12 When you have eaten your fill and have built fine houses and live in them, 13 and when your herds and flocks have multiplied, and your silver and gold is multiplied, and all that you have is multiplied, 14 then do not exalt yourself, forgetting the Lord your God. (Deuteronomy 8:12-14 emphasis mine)

This being the case, perhaps we should be praying for a downturn of the economy? If, as we Christians believe, there is nothing as important as one’s relationship with God, then perhaps more misery might make many souls merry?

Or is prosperity really the problem? Let’s take a look at those verses again, but let me move the highlighting:

12 When you have eaten your fill and have built fine houses and live in them, 13 and when your herds and flocks have multiplied, and your silver and gold is multiplied, and all that you have is multiplied, 14 then do not exalt yourself, forgetting the Lord your God. (Deuteronomy 8:12-14 emphasis mine)

Or as another translation puts it, “your heart will become proud and you will forget the Lord your God”  (NIV). We do not have a prosperity problem. We have a heart problem. Proud hearts are prone to forgetting God.

The heart problem was to be the heart of the problem for God’s people as they entered the Promised Land. Things would be better for them, this is the land flowing with milk and honey after all. But in prosperity and all that has been achieved would be the danger of self-congratulations:

. . . then do not exalt yourself, forgetting the Lord your God, who brought you out of the land of Egypt, out of the house of slavery, 15 who led you through the great and terrible wilderness, an arid wasteland with poisonous snakes and scorpions. He made water flow for you from flint rock, 16 and fed you in the wilderness with manna that your ancestors did not know, to humble you and to test you, and in the end to do you good. 17 Do not say to yourself, “My power and the might of my own hand have gotten me this wealth.” 18 But remember the Lord your God, for it is he who gives you power to get wealth, so that he may confirm his covenant that he swore to your ancestors, as he is doing today. (Deuteronomy 8:14-18 emphasis mine)

We are prone to being self-congratulatory. We are prone to wanting the glory. Just look at all we have achieved. A great team of men and women worked hard to put a man on the moon. We might ask who should get the MVP award for making such an achievement possible. Who deserves the most glory? The astronauts? The scientists? The technicians? The taxpayers? And in deliberating the question we forget that God put the moon there in the first place, not to mention the earth, not to mention the materials in the earth fit for building a spacecraft, not to mention the rules of physics, not to mention the potential of the human mind to dream, and the capacity of human hands to create. Even in the greatest of human achievements, God deserves glory.

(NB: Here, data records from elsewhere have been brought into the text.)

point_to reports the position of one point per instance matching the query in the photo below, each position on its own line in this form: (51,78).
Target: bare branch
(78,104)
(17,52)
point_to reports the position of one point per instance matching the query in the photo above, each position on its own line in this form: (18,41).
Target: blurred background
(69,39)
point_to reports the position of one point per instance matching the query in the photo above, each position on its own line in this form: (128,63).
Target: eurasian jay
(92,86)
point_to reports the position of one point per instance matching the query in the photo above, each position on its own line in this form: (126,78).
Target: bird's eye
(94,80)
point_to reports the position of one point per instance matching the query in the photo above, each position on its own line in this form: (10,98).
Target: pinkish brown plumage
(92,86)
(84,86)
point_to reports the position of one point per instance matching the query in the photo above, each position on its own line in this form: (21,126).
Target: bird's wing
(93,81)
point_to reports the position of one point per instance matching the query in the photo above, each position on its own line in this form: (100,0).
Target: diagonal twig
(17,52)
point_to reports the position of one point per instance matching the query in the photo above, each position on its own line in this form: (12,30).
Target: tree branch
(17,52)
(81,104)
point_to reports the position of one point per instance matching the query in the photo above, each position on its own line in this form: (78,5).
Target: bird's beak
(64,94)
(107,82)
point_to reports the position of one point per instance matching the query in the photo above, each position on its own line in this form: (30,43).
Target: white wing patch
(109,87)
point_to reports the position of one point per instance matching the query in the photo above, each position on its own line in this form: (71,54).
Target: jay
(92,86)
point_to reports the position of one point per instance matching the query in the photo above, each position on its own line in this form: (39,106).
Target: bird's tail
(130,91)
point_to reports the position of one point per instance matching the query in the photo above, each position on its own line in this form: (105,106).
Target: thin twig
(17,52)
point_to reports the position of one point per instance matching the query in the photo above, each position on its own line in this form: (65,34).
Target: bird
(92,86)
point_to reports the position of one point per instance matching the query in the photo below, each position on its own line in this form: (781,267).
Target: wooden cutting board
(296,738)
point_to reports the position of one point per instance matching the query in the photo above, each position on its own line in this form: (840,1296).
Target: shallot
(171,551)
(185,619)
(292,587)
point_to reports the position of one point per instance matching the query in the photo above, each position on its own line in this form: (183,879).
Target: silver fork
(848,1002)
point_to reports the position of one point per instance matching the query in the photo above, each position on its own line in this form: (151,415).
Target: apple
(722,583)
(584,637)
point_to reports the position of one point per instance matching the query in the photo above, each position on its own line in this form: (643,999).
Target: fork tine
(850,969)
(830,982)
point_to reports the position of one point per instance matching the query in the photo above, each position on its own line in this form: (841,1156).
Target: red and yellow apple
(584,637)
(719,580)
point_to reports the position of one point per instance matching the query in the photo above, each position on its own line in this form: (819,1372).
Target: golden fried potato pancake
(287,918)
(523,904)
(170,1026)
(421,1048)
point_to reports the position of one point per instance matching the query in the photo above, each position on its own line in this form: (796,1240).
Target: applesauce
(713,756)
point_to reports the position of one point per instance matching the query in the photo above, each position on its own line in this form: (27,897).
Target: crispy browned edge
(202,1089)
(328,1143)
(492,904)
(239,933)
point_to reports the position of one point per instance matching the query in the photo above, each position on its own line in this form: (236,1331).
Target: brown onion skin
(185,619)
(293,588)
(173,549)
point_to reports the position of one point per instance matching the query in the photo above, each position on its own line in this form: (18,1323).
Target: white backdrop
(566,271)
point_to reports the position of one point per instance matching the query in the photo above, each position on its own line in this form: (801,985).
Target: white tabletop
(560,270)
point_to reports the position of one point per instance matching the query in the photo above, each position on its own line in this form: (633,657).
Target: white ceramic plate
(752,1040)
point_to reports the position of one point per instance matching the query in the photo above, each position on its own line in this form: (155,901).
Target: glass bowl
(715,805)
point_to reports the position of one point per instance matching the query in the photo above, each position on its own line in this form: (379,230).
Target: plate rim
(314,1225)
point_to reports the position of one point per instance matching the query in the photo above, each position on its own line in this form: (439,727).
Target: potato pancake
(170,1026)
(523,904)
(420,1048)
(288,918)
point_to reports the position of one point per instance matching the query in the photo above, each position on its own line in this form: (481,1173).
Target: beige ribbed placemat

As humans we have great potential. Yet we do nothing without God’s gift of potential. We innovate. But we do not innovate without God. We succeed and achieve. But we do not succeed and achieve without God. We live. But we do not live without God. We love. But we do not love without God. To God belongs the glory.

Deuteronomy chapter eight does not leave us without an antidote to our forgetfulness. Though some translations take verse ten as concluding verses 1-9, I think the NIV gets it correct with putting it with what follows:

10 When you have eaten and are satisfied, praise the Lord your God for the good land he has given you. 11 Be careful that you do not forget the Lord your God, . . .  (Deuteronomy 8:10-11 NIV emphasis mine)

Praise is the cure for forgetfulness. It is in praising God that our hearts are humbled. It is in praising God that our hearts are filled with the wonders of God. It is in praising God that we recognize where the glory truly belongs.

Praise keeps us from stealing God’s glory. Even in matters of salvation we are prone to wanting to steal God’s glory. We think we can be good enough that God will have to accept us. “Yes, He is holy, but I can be holy too.” Actually no. We can no more be good enough before God based on our own righteousness than the Israelites could cross the Red Sea on dry ground by their own miracle working. We depend on God’s grace, God’s work of salvation through Jesus Christ. We cannot steal God’s glory.

So do we have a prosperity problem? We have a heart problem. It is in trying to be gods, we forget GOD. If we have no appetite for God, perhaps it is not that we have too much stuff, so much as we have stuffed ourselves with too much of our own glory.

Not to us, Lord, not to us
but to your name be the glory,
because of your love and faithfulness.
(Psalms 115:1 NIV)

All Bible references are from the NRSV unless otherwise noted.